There's no getting around it: These are go-go days for bonds and bond ETFs. Turn on CNBC and you're sure to hear a pundit or two talking about the possibility of a Treasury bubble. If deflation remains in place or even if low inflation takes hold, we probably don't need to worry about a bond bubble, but as has already been well-documented, Treasuries just aren't providing adequate shelter from the storm that has recently hit equity markets.

Funny thing is investors poured $49 billion into bond ETFs through the first seven months of this year, according to ETFdb.com. Obviously, not all of that cash is flowing into funds that hold bonds issued by Uncle Sam, but Treasury ETFs have seen their fair share of inflows. That's an interesting scenario when considering that practically every investor know how weak the yields on Treasuries yet appetite for these instruments remains strong. What's really funny is that Treasuries sported yields well into the double digits in the early 1980s and no one wanted any part of them back then.

Investors seeking the comfort of bonds can do better than Treasuries and there are plenty of ETFs to accommodate those in search of yield. Start with corporate bonds. The spreads between Treasuries and high-grade corporate bonds aren't huge, but the difference is enough to make corporate bonds the preferred.

A conservative investor may want to have a look at the iShares iBoxx $ Investment Grade Corporate Bond ETF (NSYE: LQD). LQD is holds high-quality debt issued by blue chip companies like AT&T (NYSE: T), Goldman Sachs (NYSE: GS) and Verizon (NYSE: VZ). LQD yields a solid 5%.

Willing to take on a bit more risk and do your best Michael Milken impression? Embrace junk bonds with the SPDR Barclays Capital High Yield Bond ETF (NYSE: JNK). Junk bonds got a bum wrap back in the 1980s, but here's the deal and it applies to LQD as well: U.S. companies are sitting on record mounds of cash. Only the very weakest links would be in position to default on their debt issues. JNK holds issues from AIG (NYSE: AIG) and Citigroup. Uncle Sam has already shown he won't let those companies fail, so JNK with its 10.8% yield is worth a look.

There's something to be said for corporate bonds as highlighted by the performance of JNK and LQD in recent months.

Bond Bonanza: Going Beyond Treasuries With ETFs

Still yearning for some government fare? This shouldn't come as a surprise at this point, but you can do better in the emerging markets. Sure, there was a time when investing in sovereign debt issued by emerging markets was truly speculative. I mean so speculative that you would've been better off taking your 401(k) to the Venetian and putting it all on black, but times have changed.
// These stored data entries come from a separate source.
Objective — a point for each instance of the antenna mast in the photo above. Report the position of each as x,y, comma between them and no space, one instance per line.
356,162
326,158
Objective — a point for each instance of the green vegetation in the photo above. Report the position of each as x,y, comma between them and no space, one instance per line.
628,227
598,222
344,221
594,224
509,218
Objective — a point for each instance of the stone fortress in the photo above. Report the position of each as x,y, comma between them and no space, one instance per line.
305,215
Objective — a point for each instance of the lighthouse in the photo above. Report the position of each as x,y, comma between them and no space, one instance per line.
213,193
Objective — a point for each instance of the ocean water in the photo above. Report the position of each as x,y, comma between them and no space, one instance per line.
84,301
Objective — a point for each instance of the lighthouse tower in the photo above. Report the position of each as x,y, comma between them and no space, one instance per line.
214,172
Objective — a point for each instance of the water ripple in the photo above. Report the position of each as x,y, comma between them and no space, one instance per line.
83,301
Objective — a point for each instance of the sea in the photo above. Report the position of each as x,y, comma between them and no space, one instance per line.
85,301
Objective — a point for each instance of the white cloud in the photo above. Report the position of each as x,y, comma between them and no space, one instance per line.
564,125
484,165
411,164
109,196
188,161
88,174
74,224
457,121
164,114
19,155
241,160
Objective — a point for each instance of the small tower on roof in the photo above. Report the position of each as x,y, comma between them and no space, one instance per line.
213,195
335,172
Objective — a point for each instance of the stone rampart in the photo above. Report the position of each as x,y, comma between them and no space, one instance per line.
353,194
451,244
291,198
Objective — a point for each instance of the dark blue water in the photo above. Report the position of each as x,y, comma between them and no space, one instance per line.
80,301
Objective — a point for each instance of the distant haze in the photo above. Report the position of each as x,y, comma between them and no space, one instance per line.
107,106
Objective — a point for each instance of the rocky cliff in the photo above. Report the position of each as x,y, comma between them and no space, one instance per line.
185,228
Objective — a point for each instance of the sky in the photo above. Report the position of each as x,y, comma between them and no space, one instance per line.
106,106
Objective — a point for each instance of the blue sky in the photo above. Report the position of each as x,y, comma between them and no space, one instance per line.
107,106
Not every emerging market is a banana republic and many, think Brazil, China and the like. have sturdy credit ratings. The PowerShares Emerging Markets Sovereign Debt ETF (NYSE: PCY) is worth considering to get your government debt fix. Don't be alarmed by the fact that some of PCY's top holdings are issued by Colombia, Indonesia and Turkey. Those are three of the best-performing emerging markets this year.
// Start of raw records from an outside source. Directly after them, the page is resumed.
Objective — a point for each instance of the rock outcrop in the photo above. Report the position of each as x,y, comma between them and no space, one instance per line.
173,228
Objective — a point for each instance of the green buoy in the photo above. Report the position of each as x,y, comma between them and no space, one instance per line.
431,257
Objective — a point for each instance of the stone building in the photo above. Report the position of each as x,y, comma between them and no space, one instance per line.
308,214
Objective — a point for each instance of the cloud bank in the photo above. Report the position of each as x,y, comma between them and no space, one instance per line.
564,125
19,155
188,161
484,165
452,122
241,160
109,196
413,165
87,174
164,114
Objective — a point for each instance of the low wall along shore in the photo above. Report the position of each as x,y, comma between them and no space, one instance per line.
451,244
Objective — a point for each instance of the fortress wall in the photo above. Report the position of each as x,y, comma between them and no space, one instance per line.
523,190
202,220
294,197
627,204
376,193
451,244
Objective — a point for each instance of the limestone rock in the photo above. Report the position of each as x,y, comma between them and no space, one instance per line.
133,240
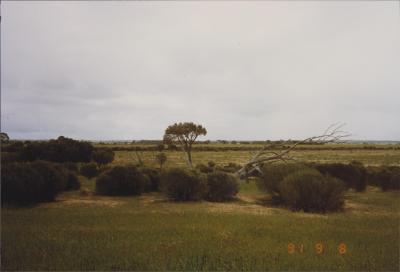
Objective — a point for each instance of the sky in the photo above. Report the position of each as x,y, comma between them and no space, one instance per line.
125,70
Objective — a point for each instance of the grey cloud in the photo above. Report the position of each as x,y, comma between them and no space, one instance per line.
245,70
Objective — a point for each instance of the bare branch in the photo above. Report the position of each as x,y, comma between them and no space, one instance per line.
333,133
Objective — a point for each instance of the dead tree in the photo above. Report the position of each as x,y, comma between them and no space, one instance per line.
270,154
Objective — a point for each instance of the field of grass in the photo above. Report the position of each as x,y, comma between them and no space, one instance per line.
150,233
89,232
368,157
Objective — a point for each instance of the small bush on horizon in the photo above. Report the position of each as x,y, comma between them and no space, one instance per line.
153,176
121,180
274,174
353,174
181,184
89,170
103,156
310,191
221,186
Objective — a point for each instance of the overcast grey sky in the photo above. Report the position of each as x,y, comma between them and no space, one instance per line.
244,70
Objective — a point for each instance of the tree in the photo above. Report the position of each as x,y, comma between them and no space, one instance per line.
271,153
161,158
4,137
185,134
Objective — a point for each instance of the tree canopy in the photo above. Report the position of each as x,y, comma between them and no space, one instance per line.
185,134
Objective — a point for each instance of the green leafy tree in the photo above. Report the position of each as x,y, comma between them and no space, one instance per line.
185,134
161,158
The iShares JPM Morgan USD Emerging Markets Bond ETF (NYSE: EMB). EMB holds bonds issued by countries like Brazil, Indonesia, Mexico and Russia that are denominated in U.S. dollars. The bulk of EMB's holdings are investment grade, so investors don't need to fret about junk ratings here.
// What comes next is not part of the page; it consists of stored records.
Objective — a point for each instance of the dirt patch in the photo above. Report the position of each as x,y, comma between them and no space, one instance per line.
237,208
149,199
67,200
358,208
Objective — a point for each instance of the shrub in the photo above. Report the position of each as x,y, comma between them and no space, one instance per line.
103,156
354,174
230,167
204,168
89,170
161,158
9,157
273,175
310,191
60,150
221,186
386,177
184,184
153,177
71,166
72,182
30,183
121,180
EMB yields 5.15% while PCY yields 6.11%. That's excellent considering both are up about 12% this year. All of that with a lot less than stocks.

Bond Bonanza: Going Beyond Treasuries With ETFs

The bottom line is the bond party could last a while longer and if you plan on attending, look to dance with someone else besides Uncle Sam and his middling Treasury yields.